Question 6. What detail on small scales is needed to determine and model recruitment?

Question 6 Response--The importance of small scales (mm to m) to recruitment processes received much and quite uniform attention by the workshop participants. For most secondary producers, i.e., zooplankton, coupling with biology and physics occurs at the scales of their ambit, which can range from <1 mm to >100 m in the vertical. They perceive food and predators in the mm range, and can move several cm to m in a minute. Major processes of predation occur at scales of mm to cm. For example, Kils (1991) showed how a school of juvenile herring found a 10 cm thick layer of the ciliate Stenosomella, and consumed it within 20 min. There was general agreement that our community lacks information on rate processes and their variability on these spatial and also on short temporal scales.

Specifically, observations on behavioral characteristics of various stages and species of zooplankton and fish larvae are needed, including daily ambits (range of operation) of respective species and vertical distributions of zooplankton, their food and their predators over time. Variability of these should be investigated in conjunction with physical variables such as temperature; this would include species- and stage-specific aggregation dynamics.

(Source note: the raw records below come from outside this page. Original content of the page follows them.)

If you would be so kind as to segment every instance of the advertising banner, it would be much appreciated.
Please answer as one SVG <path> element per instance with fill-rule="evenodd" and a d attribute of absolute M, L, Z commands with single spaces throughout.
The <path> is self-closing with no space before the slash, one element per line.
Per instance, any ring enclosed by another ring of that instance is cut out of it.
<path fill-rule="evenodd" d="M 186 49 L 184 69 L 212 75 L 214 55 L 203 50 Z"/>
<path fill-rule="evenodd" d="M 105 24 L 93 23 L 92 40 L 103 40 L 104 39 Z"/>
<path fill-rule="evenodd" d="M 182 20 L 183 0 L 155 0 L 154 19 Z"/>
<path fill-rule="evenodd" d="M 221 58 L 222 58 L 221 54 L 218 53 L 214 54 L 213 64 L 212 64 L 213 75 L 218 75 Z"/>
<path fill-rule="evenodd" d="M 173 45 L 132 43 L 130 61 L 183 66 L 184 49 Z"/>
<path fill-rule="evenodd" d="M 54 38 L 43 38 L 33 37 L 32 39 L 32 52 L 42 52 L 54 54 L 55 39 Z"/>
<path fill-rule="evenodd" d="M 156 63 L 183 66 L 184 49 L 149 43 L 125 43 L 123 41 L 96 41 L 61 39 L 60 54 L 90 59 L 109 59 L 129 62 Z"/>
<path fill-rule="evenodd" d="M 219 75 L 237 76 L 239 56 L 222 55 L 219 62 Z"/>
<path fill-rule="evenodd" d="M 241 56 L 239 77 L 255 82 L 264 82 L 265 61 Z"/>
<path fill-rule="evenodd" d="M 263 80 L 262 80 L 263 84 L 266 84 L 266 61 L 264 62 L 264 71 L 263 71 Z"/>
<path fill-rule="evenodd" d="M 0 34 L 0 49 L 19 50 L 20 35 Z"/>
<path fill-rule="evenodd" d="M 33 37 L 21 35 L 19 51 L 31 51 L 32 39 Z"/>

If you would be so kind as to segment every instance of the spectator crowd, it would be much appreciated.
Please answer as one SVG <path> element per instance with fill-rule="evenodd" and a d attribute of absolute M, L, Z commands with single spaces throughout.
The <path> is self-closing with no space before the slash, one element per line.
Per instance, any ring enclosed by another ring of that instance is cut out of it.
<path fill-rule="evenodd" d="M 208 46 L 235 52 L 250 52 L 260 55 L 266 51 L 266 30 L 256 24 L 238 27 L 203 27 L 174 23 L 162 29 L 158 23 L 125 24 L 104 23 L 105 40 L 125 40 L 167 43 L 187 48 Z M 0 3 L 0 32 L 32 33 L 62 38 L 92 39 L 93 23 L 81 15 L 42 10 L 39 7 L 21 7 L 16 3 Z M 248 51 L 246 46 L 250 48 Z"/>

To develop models, functional relationships for zooplankton behavior, shear and turbulence have to be obtained; and real-world small structure and small-scale processes have to be adequately addressed in such models. It is at these scales that the interactions between the various components of the plankton occur. It is also these scales about which our knowledge is severely limited. An understanding of mechanisms governing animal's existence at small scales, as mentioned earlier, is essential to comprehend processes on much larger scales.